Chapter | seventeen
Dynamic Scales
CHAPTER OUTLINE
It is a fact that the dynamic range can vary in different types of program material. Pop music can be very compressed and thus have a very limited dynamic range. Classical music and films mixed for the cinema have a large dynamic range. When recording, this means that the need for headroom will vary depending on the program material.
FIGURE 17.1 Dynamic ranges in various environments normalized with reference to dialog level. (Ref. Thomas Lund, TC Electronic.)
The listening location also affects the dynamic range that is necessary. If the material is being listened to in an automobile, then the dynamics must be limited in order for the audio to be heard above the background noise. If the material is to be played back in the home where it must not be too loud, there is similarly a need for limited range.
Over the years proposals have been advanced by a number of parties for implementing dynamic scales where it would be possible to utilize the dynamics of the storage media or the transmission line optimally. An applicable factory standard from Dolby will be described in the following, as well as a proposal from an American producer.
DTV
In the US, ATSC (Advanced Television Systems Committee) was introduced as a standard for DTV (Digital TV). In this system, it is possible to reproduce up to six channels of sound encoded in Dolby Digital.
Along with the digitized (and bit-reduced) sound, supplemental information is sent in the form of metadata. In popular terms it can be said that the information previously written on the box containing the tape is now included in the signal itself. What is interesting about the information that has been included as metadata is that, among other things, it can contain different possibilities for level, dynamic range, number of channels, etc., which can then be selected when the program is listened to.
The bit stream that contains the digital sound is divided into frames and blocks. The metadata can either be attached to each frame or to each block (compression data for example). Other metadata applies to the entire program (for example, information on level). It is the sender who decides which parameters will be associated with the program. However, the user can select from the possibilities offered and customize the sound per their requirements.
DIALNORM
One of the biggest problems with TV sound is the difference in level from program to program and station to station. When a viewer flicks through channels, the levels encountered are quite different, particularly with respect to speech. It is in a way quite natural, when considered in relation to full modulation, for the speech level (dialog) in a film to be at a lower level than the speech level in an interview program. One can of course decide always to have speech at a specific (low) level; however, that would mean a poor utilization of the system’s dynamic range.
Instead, “Dialnorm” – an abbreviation of dialog normalization e has been introduced. This lets the program material be recorded in an optimum manner, but the level at which the dialog is situated is specified. All the audio can subsequently be shifted in level so that the volume of the dialog is uniform from program to program.

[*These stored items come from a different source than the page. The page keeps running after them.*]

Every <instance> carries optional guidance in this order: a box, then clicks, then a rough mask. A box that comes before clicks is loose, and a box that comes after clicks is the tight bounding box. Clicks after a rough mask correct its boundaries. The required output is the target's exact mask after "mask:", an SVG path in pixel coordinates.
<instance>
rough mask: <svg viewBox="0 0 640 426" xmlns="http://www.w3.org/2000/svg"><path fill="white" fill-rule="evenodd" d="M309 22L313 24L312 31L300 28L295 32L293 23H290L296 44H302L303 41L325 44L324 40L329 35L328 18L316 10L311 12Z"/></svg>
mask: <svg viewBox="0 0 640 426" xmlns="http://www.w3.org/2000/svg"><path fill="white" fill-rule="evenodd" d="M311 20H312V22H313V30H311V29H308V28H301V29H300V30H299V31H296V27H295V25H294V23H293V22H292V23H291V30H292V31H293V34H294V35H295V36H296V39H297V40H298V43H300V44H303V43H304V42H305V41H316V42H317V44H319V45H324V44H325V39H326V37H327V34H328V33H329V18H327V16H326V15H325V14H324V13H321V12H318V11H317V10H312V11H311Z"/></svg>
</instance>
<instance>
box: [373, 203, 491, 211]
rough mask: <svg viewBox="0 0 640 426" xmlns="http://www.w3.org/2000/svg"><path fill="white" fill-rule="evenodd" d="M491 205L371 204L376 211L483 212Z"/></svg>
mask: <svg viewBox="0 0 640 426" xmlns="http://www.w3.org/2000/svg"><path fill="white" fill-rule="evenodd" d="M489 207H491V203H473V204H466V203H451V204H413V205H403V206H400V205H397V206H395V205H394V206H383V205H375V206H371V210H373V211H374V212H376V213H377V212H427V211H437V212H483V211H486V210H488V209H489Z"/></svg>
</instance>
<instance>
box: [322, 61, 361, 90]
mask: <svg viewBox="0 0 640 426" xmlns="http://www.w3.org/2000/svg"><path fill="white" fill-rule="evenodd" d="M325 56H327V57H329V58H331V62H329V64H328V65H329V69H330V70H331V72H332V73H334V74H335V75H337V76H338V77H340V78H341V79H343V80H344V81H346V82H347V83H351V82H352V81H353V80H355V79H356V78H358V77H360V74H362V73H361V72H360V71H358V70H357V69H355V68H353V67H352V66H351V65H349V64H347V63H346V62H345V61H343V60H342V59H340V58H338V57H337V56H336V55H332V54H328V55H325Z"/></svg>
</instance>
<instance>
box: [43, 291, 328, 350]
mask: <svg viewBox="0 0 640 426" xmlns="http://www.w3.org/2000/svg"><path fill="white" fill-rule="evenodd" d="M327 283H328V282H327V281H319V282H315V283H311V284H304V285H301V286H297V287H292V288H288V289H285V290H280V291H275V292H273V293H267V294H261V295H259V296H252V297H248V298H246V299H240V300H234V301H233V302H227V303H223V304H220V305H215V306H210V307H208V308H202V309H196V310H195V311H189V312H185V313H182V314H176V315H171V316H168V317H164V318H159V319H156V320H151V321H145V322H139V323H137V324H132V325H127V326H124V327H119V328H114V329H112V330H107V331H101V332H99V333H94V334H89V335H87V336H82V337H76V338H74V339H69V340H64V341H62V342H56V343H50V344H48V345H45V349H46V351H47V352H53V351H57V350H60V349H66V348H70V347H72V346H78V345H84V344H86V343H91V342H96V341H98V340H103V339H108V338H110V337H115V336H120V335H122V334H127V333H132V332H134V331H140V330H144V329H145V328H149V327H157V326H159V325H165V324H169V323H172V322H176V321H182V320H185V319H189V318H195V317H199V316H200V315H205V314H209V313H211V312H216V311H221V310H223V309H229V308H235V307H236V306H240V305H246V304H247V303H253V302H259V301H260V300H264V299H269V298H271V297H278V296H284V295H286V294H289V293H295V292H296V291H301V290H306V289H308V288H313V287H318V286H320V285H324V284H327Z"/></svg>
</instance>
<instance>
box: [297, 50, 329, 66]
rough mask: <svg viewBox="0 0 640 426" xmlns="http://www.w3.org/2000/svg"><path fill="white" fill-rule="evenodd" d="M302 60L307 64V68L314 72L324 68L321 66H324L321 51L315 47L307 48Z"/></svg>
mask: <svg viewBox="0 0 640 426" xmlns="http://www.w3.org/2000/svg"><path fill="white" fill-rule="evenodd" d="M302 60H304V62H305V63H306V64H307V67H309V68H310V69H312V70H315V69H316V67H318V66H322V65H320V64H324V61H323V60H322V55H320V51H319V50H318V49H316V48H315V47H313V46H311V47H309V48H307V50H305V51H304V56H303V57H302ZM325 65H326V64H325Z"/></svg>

The level at which the dialog is played back is also determined by the selected dynamic range. If the program is played back uncompressed (setting: “lin”), then the dialog level will lie at – 31 dBFS. If the program is played back with high compression (setting: “RF”), then the dialog level will lie at – 20 dBFS.
FIGURE 17.2 Dialnorm is used to adjust dialog (or the program’s average level) to the same listening level, regardless of whether the individual programs were recorded with different level placements, headrooms and dynamic ranges.
THE K SYSTEM
In an attempt to better utilize the dynamic range when recording and to have an indication of the modulation and subjective loudness, a proposal has been presented for a meter system by Bob Katz, an American whose experience includes many years of recording and mastering in the American music industry.
FIGURE 17.3 The K system. The three scales are specified here with an RMS detector. The scales can also be used in connection with the display of Leq and Loudness. *) X can be 20, 14, or 12.
The K system – named after him – builds upon three scales, namely K-20 with 20 dB headroom over 0 dB, K-14 with 14 dB, and K-12 with 12 dB headroom. On the scales, the color green is used below 0 dB, yellow between 0 and +4 dB, and red for over +4 dB. Each scale can be used with three different time/frequency weightings, named RMS, LEQA, and Zwicker.
Thus K-X*)/RMS is used with a frequency response of 20 Hz – 20 kHz ±0.1 dB.
K-X*)/LEQA uses A-weighting (IEC A) and an integration time of 3 seconds.
K-X*)/Zwicker uses, as the name suggests, Zwicker’s model for loudness. *)X can be 20,14, or 12.
For calibrated playback, pink noise at a signal level of 0 dB on the scale will correspond to 83 dB(C) in the listening position.
Note that the recording scale goes together with an acoustic listening/monitoring level specified in dB(C).